Within the space of 30 minutes on Tuesday this week, Drapers learned that Icelandic investment giant Baugur had placed its loss-making value retailer MK One up for sale and that fellow value chain Ethel Austin had been placed into administration.

Baugur is believed to have had some interest in MK One, which fell a massive £17.4 million into the red last year, and is hoping to sell it as a going concern. Ethel Austin, too, is hoping it can continue to trade until a buyer is found, but it is believed to have been seeking a sale for some time now, to no avail.

These latest developments come hot on the heels of the fall of another value retailer, Select, into administration in February and the subsequent sale of half of its 250 stores to its management. According to one retail boss I spoke to this week, we should brace ourselves for more to come.

What the above proves is not that the value bubble has burst (see Primark and Peacocks for evidence of why that’s not true), but that just being cheap is not good enough. Also, the current market will punish a retailer harshly if it is not a well-run business in a well-defined market.

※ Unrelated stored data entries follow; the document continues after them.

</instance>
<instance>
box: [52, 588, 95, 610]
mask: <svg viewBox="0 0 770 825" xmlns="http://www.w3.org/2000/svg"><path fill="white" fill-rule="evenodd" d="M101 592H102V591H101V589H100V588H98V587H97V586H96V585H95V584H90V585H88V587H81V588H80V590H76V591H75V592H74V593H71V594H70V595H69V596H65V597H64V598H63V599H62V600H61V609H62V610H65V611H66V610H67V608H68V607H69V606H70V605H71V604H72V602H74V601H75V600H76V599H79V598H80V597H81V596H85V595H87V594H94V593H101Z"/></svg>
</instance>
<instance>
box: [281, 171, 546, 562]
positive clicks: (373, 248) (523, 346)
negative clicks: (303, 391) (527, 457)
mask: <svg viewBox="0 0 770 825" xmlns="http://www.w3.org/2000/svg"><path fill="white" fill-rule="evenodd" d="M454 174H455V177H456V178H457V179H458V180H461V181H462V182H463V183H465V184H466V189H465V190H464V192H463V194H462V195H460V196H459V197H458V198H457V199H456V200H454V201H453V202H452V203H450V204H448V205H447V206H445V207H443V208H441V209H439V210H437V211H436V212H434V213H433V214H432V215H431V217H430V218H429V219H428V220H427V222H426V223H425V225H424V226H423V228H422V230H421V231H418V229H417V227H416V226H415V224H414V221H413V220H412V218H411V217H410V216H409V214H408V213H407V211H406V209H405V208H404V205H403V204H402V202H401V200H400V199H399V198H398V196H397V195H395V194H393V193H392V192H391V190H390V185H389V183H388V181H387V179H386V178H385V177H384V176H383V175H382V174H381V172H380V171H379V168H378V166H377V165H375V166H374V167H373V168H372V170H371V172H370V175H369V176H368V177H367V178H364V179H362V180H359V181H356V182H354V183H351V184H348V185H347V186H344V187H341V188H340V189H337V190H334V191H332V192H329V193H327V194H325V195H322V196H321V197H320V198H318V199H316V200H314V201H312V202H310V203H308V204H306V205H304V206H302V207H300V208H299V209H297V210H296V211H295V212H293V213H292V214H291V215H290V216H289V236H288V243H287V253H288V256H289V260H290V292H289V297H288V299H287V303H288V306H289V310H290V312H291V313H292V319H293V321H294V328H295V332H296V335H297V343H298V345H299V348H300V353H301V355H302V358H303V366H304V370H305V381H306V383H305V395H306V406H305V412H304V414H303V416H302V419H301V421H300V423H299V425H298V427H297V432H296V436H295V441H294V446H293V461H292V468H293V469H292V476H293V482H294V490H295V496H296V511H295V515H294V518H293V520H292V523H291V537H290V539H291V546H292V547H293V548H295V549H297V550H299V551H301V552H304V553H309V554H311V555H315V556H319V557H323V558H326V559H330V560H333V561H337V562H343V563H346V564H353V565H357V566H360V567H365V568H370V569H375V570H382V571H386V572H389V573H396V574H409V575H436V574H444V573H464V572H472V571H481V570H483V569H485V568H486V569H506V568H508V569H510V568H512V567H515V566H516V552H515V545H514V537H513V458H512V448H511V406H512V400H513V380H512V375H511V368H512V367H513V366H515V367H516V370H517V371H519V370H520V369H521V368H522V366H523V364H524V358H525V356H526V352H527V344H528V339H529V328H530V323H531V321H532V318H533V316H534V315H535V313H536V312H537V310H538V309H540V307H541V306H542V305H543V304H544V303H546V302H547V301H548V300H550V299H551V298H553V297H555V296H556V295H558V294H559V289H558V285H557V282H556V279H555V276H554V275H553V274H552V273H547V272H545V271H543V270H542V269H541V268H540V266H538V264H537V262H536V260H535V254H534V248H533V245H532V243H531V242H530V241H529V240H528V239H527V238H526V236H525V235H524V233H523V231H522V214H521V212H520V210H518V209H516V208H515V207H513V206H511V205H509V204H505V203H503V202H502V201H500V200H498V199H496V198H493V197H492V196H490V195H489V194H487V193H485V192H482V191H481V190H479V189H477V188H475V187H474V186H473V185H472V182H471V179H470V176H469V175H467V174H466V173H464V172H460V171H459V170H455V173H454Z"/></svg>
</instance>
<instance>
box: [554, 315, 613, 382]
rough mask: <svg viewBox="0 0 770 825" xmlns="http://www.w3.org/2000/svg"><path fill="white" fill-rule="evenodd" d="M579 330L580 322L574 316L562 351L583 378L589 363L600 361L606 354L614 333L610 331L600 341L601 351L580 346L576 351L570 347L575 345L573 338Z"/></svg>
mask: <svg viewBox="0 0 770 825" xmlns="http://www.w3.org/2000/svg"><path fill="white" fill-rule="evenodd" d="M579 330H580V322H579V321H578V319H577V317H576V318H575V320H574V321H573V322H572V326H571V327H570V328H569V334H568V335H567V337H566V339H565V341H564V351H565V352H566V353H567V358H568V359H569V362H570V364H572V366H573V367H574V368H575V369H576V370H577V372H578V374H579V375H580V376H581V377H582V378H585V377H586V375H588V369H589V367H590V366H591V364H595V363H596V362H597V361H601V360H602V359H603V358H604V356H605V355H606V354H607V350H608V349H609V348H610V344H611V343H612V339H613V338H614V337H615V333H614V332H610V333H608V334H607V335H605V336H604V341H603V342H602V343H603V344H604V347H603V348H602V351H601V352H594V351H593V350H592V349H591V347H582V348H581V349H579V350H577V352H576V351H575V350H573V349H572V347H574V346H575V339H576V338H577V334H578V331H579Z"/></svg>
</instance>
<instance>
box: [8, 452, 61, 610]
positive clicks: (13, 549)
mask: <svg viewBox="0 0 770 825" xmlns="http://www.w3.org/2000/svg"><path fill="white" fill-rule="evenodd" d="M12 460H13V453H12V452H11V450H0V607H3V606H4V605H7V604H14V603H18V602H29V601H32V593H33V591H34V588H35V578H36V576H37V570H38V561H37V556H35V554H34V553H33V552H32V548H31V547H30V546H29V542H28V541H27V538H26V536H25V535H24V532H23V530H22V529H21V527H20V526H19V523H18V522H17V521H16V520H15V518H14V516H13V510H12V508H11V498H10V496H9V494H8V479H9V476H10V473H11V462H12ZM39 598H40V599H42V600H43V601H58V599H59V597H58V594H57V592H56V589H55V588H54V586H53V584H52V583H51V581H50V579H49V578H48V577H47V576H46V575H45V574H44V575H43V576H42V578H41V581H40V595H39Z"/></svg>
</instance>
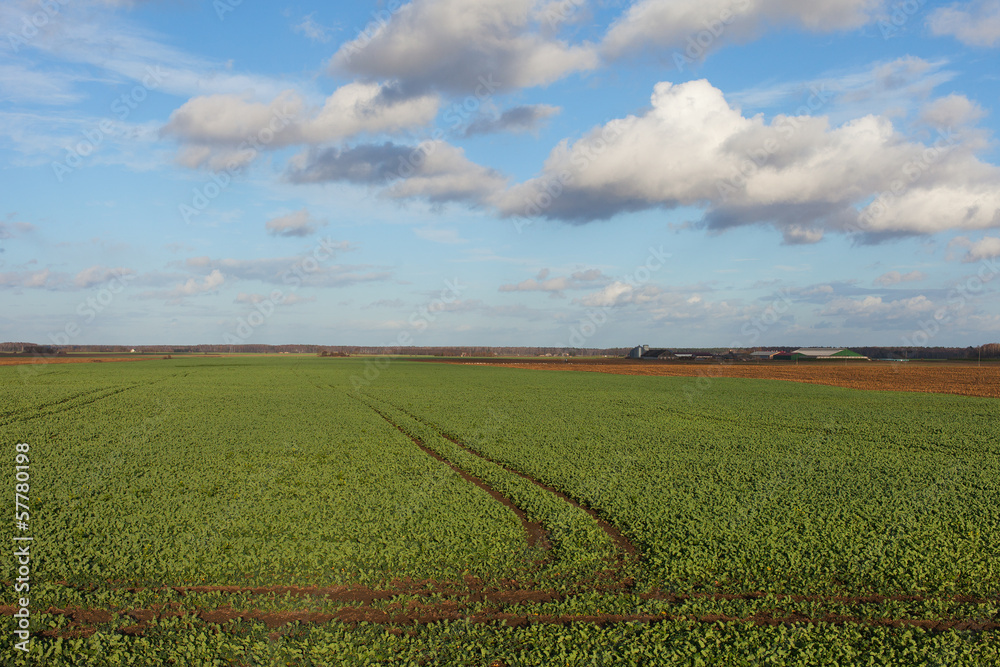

But before we react with too much alarm to the news, it should be noted that these value businesses can’t really blame the credit crunch for their troubles, since they had been struggling well before the effects of that kicked in.

For good businesses, the prevailing tough trading conditions (which retail bosses and watchers say is here for the next year at least) could well mean dented profits and dented egos, but they will make it through to the other side. For not-so-good businesses, the shake-out has just begun.